Algunos, demasiados quizá en esta sociedad deprimida por los malos pensamientos y peores obras que estamos padeciendo desde que hemos verificado a ciencia cierta que somos económicamente muchísimo más pobres de lo que hemos creído (o nos han hecho creer) durante años, han perdido una cierta memoria emocional, y, arrebatados por los números y en exceso atiborrados de cifras macroeconómicas, han olvidado que, además del sol y la temperatura, este país y sus gentes poseen otros valores interesantes. Por ejemplo, la creatividad. Seguramente habremos de modificar (no cambiar) algunos hábitos, sobre todo en materia organizativa, pero, ni somos unos vagos (algún que otro europeo del norte tendría que darse una vuelta por las calles de nuestras ciudades a las siete de la mañana), ni desde luego unos lerdos a la hora de inventar. Y, por qué no decirlo, de improvisar, cuando tal cosa es indispensable para resolver un problema. Parece que esa palabra es anatema, cuando en realidad el auténtico problema es no saber qué hacer cuando, en un momento determinado, al variar las condiciones externas, no se tiene la capacidad para reformular rápidamente y con reflejos los procedimientos a seguir. La Europa del Norte siempre ha defendido la sistematización a ultranza, aun a costa de renunciar a la creatividad impensada; y por eso, como sus gentes conocen muy bien sus limitaciones, prefieren organizar su sociedad en un orden que por sus fueros sea irrompible, asignando al Sur la sucia tarea de convertirse en contenedor de diversión y buena vida. Claro que, dígase de paso, no solo para los habitantes naturales de tales irreductibles bolsas de “dolce vita”, sino para sus propios exiliados, que amanecen en las tierras cálidas cuando ya no son capaces de resistir el aburrimiento. Aun temporalmente.

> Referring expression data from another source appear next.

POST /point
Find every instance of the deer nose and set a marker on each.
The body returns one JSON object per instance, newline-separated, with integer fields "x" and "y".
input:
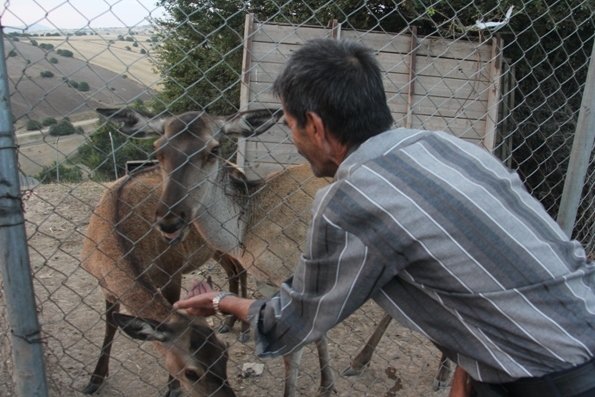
{"x": 172, "y": 223}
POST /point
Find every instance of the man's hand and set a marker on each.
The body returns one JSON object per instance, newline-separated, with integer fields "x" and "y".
{"x": 200, "y": 304}
{"x": 461, "y": 385}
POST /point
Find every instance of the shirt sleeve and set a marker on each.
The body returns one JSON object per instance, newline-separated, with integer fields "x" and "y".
{"x": 336, "y": 274}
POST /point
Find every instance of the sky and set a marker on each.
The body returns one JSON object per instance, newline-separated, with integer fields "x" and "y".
{"x": 76, "y": 14}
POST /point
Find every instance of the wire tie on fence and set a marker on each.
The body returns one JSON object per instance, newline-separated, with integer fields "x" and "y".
{"x": 29, "y": 338}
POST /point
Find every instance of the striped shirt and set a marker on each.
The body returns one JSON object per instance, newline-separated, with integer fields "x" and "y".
{"x": 446, "y": 240}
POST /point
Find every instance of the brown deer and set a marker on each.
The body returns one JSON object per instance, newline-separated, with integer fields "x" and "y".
{"x": 141, "y": 271}
{"x": 264, "y": 230}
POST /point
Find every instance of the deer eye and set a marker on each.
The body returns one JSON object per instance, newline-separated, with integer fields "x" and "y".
{"x": 191, "y": 375}
{"x": 214, "y": 152}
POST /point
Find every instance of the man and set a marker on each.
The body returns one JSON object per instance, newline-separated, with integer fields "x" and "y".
{"x": 434, "y": 229}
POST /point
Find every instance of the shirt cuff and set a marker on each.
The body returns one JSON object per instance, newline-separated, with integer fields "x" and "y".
{"x": 261, "y": 319}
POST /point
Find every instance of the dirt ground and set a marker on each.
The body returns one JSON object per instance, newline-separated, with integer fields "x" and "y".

Sí; sin duda lo países de la periferia sureña, y singularmente España, debemos replantearnos muchas cosas. Entre otras, por ejemplo, las maneras y formas de “vender” su más importante bagaje, no otro que esa cosa que en conjunto podríamos llamar cultura mediterránea. En ese sentido, debemos de plantear una severa autocrítica, pues lo hacemos francamente mal. Sirva como ejemplo, la espectacular –y muy preocupante para los medios de prensa– bajada en la oferta publicitaria de los productos culturales públicos. Es lógico que ante la brutal reducción de presupuestos, las asignaciones publicitarias para su promoción también bajen. Pero no nos parece correcto que se anulen, como está de hecho sucediendo. Y no queremos ahora denunciar el error pensando en nuestros propios intereses (parte de nuestra supervivencia forma parte de ese debate) sino en los de las propias instituciones que adoptan tales medidas. Creemos que es mejor ofrecer menos teniendo la certeza de que el consumidor sepa que el producto existe, que dedicar todo el presupuesto a obra, sin mayores matizaciones. Además ese procedimiento es sectario, porque a la postre definirá un consumo dirigido exclusivamente a los muy “conocedores”, es decir a la clientela fija, amén de suponer un aislamiento del producto, nacional e internacionalmente, con la consiguiente pérdida de imagen y. lo que es peor, de marca, algo que cuesta mucho tiempo crear pero que puede desaparecer en un plis plas. Dicho de otra manera: si cada vez se venden menos coches, la solución no es ahorrar en publicidad, sino explicar a través de ella las bondades de un producto que, bajo condiciones de mercado adversas, debe ser más competitivo. Hay que explicarlo.
Lo hemos expresado desde esta página varias veces. Hay que ser humildes, hay que trabajar todo lo que haga falta, hay que inventar cada minuto, etc. Estas son cosas que hay que hacer, y hacerlas bien. Pero hay cosas que no deben suceder. Por ejemplo, consentir que la Cultura caiga de nuevo en el provincianismo en que estaba sumida hace tres décadas. Para ello, a lo mejor debemos producir menos, pero con más calidad. Y lo que produzcamos, venderlo mejor. Esconderse tras los presupuestos es el mejor camino para matar al joven ruiseñor.